Even though he was still winning golds, he was seriously thinking about suicide, of swimming out to sea and drowning. At 24 he quit swimming because he felt like a trained seal and could no longer bear the constant publicity. He tried to rejoin the Australian Olympic team in 2012 but failed. As recently as February he was picked up by police after "behaving oddly" in Sydney.

Thorpe was a great teenaged swimmer; now he is a confused and unhappy adult. Two years ago he published an autobiography, This Is Me , in which he flatly denied that he was gay. In his interview with Parkinson, he admited that his "sexual experiences have always been with women". Whatever that means, Thorpe has obviously had a chaotic emotional life, perhaps with a lot of unhealthy sexual experiences. Now he says that he is telling the truth. Who can know whether that's true? Probably not Thorpe.

In short, Thorpedo is hardly a poster boy for gay culture. Instead, he is a classic case of the child celebrity who gets chewed up and spat out by the media meat grinder. Emerging from the strobe lights of boyhood into the daylight of manhood, he seems to have found that he had become a product, not a human being. It is a transition that has destroyed many lives -- just ask Lindsay Lohan or Macaulay Culkin. So when the medals tarnished, when pain-killers stopped giving relief, when the bottle ran dry, he reached for the gaiety pill.

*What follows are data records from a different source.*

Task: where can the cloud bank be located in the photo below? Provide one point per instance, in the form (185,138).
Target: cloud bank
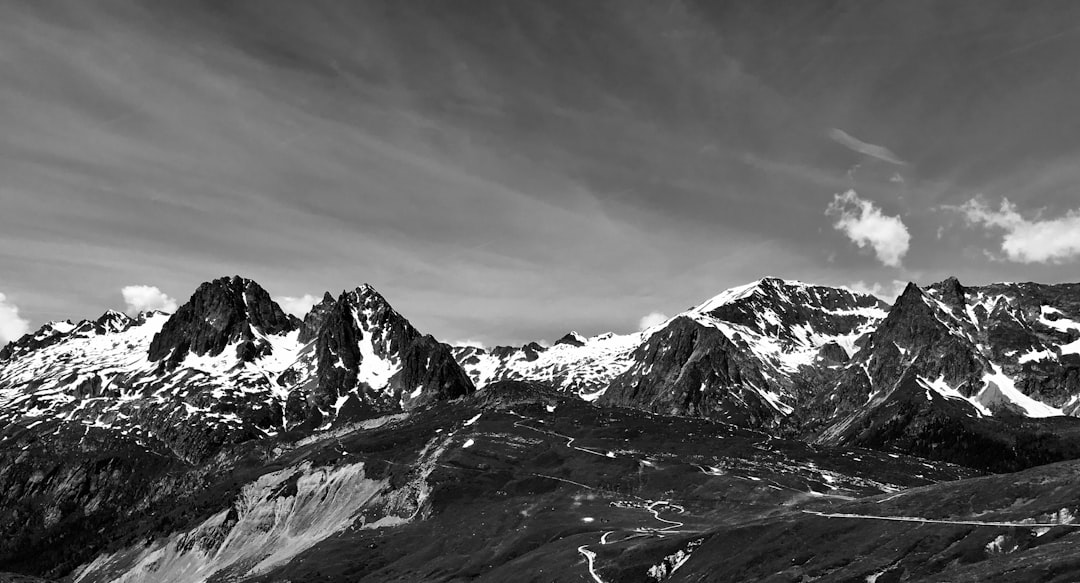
(11,325)
(144,298)
(1038,241)
(651,320)
(872,150)
(865,225)
(883,292)
(298,307)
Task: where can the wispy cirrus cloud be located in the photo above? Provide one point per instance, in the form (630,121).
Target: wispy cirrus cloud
(865,148)
(12,326)
(1027,241)
(865,225)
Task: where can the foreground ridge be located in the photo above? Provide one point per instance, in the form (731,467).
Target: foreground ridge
(229,441)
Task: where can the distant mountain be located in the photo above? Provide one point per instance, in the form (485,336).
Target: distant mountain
(230,442)
(228,366)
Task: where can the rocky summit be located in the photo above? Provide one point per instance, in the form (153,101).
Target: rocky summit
(779,431)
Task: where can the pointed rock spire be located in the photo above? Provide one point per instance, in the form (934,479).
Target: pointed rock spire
(226,311)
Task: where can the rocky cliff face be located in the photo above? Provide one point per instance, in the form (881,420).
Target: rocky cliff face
(226,312)
(365,360)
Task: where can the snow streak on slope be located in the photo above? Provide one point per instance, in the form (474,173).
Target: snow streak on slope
(103,378)
(786,323)
(273,519)
(584,369)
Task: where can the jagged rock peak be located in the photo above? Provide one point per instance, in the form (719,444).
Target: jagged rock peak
(113,321)
(949,292)
(223,312)
(315,317)
(572,339)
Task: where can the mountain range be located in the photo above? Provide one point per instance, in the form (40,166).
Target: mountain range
(232,442)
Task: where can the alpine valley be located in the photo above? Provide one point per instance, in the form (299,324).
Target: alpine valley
(779,432)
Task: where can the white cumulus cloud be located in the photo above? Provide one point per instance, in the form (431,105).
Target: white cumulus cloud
(11,325)
(888,293)
(1027,241)
(651,320)
(864,148)
(298,307)
(865,225)
(144,298)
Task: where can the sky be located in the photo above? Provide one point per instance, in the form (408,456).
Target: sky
(504,172)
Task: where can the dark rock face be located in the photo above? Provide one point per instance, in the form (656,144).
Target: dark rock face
(44,336)
(219,313)
(778,309)
(717,370)
(367,352)
(314,320)
(694,370)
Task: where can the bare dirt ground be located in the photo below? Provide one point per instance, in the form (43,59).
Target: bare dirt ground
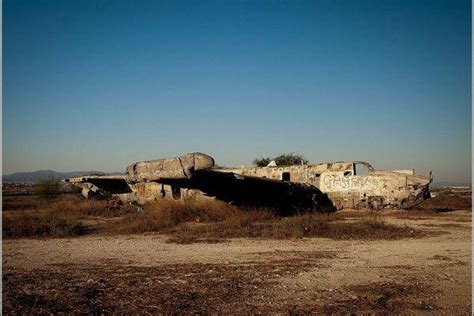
(148,274)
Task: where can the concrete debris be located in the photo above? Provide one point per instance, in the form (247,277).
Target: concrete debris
(322,187)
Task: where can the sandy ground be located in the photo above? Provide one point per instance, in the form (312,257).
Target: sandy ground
(146,274)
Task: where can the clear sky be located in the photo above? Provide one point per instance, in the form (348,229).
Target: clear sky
(101,84)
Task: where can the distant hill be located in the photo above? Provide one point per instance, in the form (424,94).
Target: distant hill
(34,176)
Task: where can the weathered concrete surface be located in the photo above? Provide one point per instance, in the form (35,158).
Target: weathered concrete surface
(376,189)
(172,168)
(341,181)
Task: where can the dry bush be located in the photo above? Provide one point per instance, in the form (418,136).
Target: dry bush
(167,214)
(21,202)
(449,202)
(40,224)
(300,226)
(58,218)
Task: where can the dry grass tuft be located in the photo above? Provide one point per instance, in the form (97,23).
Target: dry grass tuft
(448,202)
(166,214)
(193,221)
(259,225)
(58,218)
(40,224)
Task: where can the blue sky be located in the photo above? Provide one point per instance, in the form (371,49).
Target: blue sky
(102,84)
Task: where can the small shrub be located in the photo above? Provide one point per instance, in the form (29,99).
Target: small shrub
(40,224)
(48,188)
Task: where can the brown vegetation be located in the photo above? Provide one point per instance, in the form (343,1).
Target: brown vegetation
(446,202)
(58,218)
(190,221)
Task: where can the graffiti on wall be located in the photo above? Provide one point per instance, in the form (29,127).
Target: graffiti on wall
(337,181)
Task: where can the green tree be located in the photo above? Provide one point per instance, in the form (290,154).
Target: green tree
(281,160)
(49,187)
(290,159)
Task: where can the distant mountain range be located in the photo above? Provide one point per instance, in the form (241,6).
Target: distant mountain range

Now another cynical lobby is using him as grist for its own mill by arguing that he has achieved happiness by coming out as gay. They will ignore his mental health issues. They won't ask him for which of his many problems is gay the answer. And when they are finished with him, they are likely to spit him out, too. Like others, Kerryn Phelps reminded her readers that Thorpe had been a coward in telling The Big Lie about his sexuality. He can expect more of this from the LGBT thought police.

Why not leave Ian Thorpe alone to fight his demons? The poor fellow just wants to lead an ordinary life free of depression, addictions and emotional turmoil. His ambition, he told Parkinson, is a simple one: "I want a family. I love kids, and I'd love to have a family." It's a tragedy that the gay lobby is gearing up to manipulate that simple wish. I wish this troubled man every happiness, but my first wish is that he find a good psychiatrist.